Salesforce Asked by user1669296 on October 4, 2021
I am trying to update Task Records and set the WhoId (a look up field) on the Task equal to the value of a lookup field on the associated (Related to) Opportunity.
I have a specific list of Opportunities that I query and store into a map, I then want to loop over the Task records in Trigger.new and based on the subject line, I want to set the "WhoId" field on the Task equal to the value of the "Main_Contact_ID__c" field in the Opportunity where the Opportunity ID is Equal to the value of the "WhatId" field on the task.
I have this code which doesn’t quite work as I need it to:
Map<Id,Opportunity> oppMap = new Map<Id,Opportunity>([SELECT Id, Main_Contact_ID__c FROM Opportunity WHERE Id = :oppIds]);
for(Task t: Trigger.new) {
// if the task subject contains Business-Deal
if( t.Subject.contains('Business-Deal') ) {
t.WhoId = oppMap.get('Main_Contact_ID__c');
}
}
Maps work as a key-value type thing.

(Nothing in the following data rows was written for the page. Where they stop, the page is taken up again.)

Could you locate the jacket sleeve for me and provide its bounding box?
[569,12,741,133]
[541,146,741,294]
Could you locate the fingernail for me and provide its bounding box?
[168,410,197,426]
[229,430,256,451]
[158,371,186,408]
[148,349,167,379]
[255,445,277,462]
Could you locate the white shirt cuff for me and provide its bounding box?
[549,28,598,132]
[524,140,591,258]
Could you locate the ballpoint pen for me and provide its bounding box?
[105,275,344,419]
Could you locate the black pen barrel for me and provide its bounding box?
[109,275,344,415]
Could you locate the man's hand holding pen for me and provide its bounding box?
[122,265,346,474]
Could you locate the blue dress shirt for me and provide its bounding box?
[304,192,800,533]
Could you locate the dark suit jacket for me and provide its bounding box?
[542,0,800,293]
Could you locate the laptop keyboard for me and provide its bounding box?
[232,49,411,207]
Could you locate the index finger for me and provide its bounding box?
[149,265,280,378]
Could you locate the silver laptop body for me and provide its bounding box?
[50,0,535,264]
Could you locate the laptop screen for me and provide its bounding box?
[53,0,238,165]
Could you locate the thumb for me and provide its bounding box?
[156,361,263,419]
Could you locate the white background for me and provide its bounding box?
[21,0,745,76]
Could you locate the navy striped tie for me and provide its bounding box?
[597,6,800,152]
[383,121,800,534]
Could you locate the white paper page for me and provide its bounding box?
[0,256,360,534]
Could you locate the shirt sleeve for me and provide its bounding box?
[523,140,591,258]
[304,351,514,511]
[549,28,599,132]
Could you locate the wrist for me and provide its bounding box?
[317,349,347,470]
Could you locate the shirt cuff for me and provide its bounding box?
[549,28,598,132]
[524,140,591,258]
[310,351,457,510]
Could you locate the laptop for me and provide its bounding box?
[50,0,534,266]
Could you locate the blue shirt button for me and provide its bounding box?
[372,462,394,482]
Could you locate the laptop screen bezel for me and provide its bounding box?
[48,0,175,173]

They take a given key, and associate it to a single value (the "value" part of the map can itself be a collection, but let's keep it simple here).
What you have here is a Map<Id, Opportunity>
. The key is the Opportunity Id, and the value is the entire Opportunity record.
In this case, the thing you're getting back from the map is an SObject (an Opportunity
, to be more specific), and you access the individual fields using dot-notation like you would with any other object.
The other part of this is that you need to get an Id from your Task
(that hopefully points to an Opportunity
, and there are several methods to check that which are beyond the scope of your question). Unless you're using a custom field, that's probably the WhatId
field on the Task.
You could do all of this on a single line, but to illustrate my points, I'll keep it on multiple lines. The gist of it is that you want to do something like
// Get the Opportunity from your map
Opportunity relatedOpp = oppsMap.get(myTask.whatId);
// You should consider doing a null check before this next line of code
// If you don't, you're setting yourself up to get some Null Pointer Exceptions
myTask.Field__c = relatedOpp.Opp_Field__c;
Again, you use the map key to get the corresponding value, and since your value is an SObject, you access fields like you would with any other SObject variable (using dot notation).